The hot and humid summertime air can be a big trigger for asthmatics, aggravating asthma conditions. The humidity also causes air pollution, pollen levels, and mold levels to rise, which are additional asthma triggers. To start, be aware of pollen levels and avoid going outdoors as much as possible on the days when they’re high. Make sure to have your inhaler and other medication filled and on-hand in case an asthma attack strikes. Lastly, discuss with your primary care physician if taking daily controller medication would be a good option to treat your asthma symptoms this summer.
Did you know that heat stroke can be fatal if treatment is delayed? Heat stroke occurs when the body cannot control its internal temperature and rises up to 106 degrees Fahrenheit in as little as 10 to 15 minutes. Symptoms include confusion, slurred speech, excessive sweating, and seizures. If you believe you or a loved one is experiencing a heat stroke, call 911 right away. Try to cool the body as soon as possible by moving to the shade or air conditioning and applying cold water or ice to the skin.

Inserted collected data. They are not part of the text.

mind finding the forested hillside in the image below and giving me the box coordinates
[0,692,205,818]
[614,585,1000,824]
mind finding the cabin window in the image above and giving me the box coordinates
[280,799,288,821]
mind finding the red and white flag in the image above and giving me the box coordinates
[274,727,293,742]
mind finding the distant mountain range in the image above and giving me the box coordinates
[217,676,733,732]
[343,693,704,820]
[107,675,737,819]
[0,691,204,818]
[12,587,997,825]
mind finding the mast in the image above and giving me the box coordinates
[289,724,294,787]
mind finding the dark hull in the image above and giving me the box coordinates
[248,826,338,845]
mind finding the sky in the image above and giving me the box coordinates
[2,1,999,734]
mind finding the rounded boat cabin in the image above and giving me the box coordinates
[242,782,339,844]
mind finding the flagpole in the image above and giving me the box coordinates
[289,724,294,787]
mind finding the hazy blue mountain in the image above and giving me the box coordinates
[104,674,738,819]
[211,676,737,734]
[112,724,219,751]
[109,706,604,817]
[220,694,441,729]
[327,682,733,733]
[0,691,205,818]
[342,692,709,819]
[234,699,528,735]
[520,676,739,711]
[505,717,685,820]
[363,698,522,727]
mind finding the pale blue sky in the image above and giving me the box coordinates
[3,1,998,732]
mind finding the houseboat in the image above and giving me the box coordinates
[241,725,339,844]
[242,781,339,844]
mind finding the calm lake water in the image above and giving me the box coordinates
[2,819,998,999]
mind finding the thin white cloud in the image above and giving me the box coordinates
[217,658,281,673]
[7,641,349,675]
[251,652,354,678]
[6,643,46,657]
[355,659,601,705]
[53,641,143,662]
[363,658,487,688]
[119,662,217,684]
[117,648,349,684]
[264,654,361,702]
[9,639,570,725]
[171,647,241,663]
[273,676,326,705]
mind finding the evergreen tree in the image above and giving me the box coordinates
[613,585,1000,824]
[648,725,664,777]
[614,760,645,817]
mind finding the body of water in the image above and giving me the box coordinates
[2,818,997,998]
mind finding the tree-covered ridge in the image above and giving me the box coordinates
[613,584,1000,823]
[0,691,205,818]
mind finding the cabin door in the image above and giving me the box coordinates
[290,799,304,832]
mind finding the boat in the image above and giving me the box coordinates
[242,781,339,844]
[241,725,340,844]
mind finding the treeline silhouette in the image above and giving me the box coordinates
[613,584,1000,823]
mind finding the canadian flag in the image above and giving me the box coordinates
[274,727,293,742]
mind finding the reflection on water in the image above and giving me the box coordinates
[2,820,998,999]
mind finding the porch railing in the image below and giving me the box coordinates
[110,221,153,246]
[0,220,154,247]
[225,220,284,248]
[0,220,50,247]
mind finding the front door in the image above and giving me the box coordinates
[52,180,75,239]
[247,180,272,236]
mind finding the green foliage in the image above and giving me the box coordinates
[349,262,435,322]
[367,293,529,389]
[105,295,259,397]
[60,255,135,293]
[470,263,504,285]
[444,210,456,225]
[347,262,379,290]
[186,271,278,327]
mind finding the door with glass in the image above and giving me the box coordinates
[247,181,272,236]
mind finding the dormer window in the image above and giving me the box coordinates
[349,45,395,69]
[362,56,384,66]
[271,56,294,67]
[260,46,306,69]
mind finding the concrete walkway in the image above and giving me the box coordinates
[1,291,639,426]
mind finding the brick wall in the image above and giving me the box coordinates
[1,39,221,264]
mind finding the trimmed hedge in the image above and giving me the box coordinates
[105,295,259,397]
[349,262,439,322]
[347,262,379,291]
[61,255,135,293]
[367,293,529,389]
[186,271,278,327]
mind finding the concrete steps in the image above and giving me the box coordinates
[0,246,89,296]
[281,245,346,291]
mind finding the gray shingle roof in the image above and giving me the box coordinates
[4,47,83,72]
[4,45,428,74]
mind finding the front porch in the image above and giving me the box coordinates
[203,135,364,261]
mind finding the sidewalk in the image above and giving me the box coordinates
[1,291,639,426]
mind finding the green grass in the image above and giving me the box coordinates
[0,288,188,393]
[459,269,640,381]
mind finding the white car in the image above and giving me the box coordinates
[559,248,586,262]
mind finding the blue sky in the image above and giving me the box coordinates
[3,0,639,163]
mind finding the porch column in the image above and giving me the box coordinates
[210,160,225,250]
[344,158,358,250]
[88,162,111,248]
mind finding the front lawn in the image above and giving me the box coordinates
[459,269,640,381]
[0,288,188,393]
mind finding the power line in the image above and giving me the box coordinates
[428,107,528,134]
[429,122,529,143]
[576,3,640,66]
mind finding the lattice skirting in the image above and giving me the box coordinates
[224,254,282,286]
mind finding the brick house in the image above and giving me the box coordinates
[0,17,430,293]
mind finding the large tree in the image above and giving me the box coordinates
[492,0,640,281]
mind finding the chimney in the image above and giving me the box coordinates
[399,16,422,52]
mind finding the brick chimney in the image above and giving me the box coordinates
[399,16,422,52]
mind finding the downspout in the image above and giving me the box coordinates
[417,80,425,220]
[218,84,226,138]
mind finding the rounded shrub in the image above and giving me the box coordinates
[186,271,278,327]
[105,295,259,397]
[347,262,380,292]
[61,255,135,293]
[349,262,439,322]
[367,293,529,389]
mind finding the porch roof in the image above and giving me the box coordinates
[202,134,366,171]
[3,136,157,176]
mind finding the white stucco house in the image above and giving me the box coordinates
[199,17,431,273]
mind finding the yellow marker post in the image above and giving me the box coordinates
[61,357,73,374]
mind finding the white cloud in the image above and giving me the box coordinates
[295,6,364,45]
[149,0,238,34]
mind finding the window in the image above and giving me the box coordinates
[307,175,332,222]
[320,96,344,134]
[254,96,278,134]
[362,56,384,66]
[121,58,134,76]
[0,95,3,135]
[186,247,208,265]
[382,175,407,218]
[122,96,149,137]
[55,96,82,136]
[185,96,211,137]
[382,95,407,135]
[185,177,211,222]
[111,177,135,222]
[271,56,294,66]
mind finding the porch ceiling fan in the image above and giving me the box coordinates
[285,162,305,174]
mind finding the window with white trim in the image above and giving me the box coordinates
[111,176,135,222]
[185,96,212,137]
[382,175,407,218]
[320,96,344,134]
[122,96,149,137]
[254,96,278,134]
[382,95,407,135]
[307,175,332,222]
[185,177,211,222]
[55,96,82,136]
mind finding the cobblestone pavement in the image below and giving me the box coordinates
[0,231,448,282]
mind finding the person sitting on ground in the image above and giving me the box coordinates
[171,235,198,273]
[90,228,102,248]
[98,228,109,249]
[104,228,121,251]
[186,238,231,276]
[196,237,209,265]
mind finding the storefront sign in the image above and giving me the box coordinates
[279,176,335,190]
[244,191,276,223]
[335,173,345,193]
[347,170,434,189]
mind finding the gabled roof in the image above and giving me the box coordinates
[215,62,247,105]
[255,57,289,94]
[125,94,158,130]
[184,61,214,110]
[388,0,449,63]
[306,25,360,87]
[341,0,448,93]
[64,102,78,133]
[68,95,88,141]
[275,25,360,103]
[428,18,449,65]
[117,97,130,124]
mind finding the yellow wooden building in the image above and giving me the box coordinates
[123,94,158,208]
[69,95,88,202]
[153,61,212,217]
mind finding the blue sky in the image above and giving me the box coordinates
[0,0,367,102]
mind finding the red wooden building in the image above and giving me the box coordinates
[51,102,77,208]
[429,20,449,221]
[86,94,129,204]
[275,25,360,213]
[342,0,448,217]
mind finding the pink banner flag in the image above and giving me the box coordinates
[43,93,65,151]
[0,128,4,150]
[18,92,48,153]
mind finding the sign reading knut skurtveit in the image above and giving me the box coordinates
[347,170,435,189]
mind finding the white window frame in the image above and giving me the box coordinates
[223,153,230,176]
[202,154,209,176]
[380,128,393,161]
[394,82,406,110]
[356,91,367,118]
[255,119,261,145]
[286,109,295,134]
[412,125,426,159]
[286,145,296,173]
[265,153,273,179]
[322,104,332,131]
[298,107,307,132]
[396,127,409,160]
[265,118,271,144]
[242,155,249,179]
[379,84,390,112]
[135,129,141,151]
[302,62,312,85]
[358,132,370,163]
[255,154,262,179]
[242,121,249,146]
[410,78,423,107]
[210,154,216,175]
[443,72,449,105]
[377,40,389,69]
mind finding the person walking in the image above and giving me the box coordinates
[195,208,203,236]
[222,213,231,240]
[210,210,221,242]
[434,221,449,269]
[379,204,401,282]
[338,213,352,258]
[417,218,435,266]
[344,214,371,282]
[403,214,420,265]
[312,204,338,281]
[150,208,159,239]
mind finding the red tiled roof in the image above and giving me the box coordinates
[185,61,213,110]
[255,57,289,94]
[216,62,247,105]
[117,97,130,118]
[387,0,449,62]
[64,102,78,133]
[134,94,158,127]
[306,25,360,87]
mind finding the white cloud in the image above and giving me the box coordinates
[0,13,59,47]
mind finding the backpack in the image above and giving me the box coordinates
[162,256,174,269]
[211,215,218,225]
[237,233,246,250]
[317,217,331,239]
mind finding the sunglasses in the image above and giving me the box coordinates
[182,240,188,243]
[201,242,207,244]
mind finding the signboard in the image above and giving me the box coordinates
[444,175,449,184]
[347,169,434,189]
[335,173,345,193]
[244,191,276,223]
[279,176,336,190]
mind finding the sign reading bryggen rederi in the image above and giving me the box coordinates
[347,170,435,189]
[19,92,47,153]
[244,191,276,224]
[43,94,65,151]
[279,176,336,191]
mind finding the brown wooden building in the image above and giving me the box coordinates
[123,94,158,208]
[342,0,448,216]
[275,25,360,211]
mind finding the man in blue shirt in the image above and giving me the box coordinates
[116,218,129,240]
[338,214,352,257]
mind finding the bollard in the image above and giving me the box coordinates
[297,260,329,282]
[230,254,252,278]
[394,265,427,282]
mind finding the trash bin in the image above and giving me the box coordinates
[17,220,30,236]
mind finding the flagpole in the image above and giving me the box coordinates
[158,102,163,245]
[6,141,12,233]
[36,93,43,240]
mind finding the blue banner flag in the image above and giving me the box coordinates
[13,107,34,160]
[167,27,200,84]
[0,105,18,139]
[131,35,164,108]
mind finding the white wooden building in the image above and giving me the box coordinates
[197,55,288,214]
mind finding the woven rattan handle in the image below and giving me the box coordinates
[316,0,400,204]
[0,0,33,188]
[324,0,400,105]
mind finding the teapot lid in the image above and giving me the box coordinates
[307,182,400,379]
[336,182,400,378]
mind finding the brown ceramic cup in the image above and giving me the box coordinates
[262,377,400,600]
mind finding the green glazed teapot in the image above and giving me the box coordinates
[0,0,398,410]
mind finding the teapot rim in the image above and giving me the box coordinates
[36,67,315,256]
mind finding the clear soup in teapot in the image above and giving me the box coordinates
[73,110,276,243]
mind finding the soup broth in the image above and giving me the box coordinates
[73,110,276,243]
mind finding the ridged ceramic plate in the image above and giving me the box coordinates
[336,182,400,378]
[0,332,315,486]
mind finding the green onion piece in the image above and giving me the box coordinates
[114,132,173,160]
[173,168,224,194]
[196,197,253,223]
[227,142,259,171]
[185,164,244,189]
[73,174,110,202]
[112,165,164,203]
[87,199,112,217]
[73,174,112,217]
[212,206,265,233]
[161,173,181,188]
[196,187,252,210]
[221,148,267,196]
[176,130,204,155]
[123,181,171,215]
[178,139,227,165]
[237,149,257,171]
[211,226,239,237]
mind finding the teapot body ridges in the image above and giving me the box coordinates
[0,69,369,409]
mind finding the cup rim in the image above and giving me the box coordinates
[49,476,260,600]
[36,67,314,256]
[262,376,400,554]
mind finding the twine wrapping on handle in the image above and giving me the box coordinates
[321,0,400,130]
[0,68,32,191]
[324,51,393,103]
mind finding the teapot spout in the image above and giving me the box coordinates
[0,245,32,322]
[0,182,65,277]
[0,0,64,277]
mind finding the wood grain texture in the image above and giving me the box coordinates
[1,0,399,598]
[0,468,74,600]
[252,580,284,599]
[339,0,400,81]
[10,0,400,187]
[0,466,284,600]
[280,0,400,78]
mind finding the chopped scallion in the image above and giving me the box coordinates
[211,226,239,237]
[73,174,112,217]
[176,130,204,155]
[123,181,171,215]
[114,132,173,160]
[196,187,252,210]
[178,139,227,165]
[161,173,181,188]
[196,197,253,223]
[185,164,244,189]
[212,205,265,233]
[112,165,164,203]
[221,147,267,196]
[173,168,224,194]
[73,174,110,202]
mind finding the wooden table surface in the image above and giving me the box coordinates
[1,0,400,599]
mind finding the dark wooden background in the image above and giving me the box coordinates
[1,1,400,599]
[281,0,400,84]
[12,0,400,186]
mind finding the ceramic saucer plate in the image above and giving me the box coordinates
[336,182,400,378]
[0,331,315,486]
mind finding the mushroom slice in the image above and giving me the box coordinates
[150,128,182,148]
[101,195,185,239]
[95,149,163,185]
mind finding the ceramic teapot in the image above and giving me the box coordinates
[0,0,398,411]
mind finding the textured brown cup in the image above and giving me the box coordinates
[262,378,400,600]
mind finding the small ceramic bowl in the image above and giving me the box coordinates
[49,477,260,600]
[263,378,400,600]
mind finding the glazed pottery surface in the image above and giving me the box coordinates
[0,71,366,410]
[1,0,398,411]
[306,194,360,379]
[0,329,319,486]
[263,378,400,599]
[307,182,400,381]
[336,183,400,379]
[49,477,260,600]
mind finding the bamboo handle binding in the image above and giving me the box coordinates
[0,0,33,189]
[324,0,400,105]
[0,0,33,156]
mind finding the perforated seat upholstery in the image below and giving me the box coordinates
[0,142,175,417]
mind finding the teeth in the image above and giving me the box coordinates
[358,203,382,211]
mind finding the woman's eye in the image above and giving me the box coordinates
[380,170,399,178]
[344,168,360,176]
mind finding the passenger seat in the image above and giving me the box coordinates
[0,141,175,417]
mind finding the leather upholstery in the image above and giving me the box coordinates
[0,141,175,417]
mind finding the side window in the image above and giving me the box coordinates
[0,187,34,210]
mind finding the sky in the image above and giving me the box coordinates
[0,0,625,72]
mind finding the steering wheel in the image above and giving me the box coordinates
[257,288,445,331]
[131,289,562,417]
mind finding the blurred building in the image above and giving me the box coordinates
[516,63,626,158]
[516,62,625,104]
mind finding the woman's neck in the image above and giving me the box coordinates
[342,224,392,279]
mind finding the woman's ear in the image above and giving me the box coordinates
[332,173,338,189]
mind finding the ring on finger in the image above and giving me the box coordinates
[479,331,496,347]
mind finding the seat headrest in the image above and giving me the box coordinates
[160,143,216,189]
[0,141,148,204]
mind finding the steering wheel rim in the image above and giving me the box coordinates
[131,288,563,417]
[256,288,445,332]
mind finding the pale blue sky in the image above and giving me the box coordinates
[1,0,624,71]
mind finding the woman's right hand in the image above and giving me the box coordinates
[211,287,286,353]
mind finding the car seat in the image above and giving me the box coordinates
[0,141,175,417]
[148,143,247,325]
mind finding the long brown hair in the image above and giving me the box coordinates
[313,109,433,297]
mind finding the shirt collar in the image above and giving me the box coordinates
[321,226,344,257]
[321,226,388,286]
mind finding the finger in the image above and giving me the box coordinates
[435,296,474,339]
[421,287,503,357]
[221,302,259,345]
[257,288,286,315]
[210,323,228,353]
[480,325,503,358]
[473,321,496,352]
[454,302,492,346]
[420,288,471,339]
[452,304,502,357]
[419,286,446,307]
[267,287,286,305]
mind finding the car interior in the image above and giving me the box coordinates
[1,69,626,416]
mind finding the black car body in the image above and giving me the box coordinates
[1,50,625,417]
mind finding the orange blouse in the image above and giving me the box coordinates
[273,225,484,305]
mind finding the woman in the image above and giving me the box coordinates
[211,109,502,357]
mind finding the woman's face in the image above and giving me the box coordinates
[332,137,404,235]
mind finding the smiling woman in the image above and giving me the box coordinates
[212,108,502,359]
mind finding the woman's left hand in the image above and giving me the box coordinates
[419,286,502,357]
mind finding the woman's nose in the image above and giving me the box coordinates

If you grew up spending every summer in the pool or at the beach, you’re probably familiar with swimmer’s ear. This pesky infection comes from bacteria or fungi growth due to trapped water in the ear canal. To prevent this annoying condition and skip a doctor’s visit, make sure to thoroughly dry the ears after swimming. Place a towel over the ear and tilt your head to one side to allow the water to escape. If water remains, pull on the ear lobe in several directions to help the water release down the ear canal. You can also use drops to more quickly dry up the clogged water and prevent infection.
With the increase of outdoor activities, summer also brings a higher likelihood of poison ivy. The United States Department of Agriculture estimates that 70 to 85 percent of the population has an allergy to urushiol, the sap produced by the poison ivy plant. If you find yourself with this itchy, swelling rash, don’t panic! First, reach for a hydrocortisone or calamine cream to treat the rash. You can also take oral antihistamines such as Benadryl to decrease the reaction.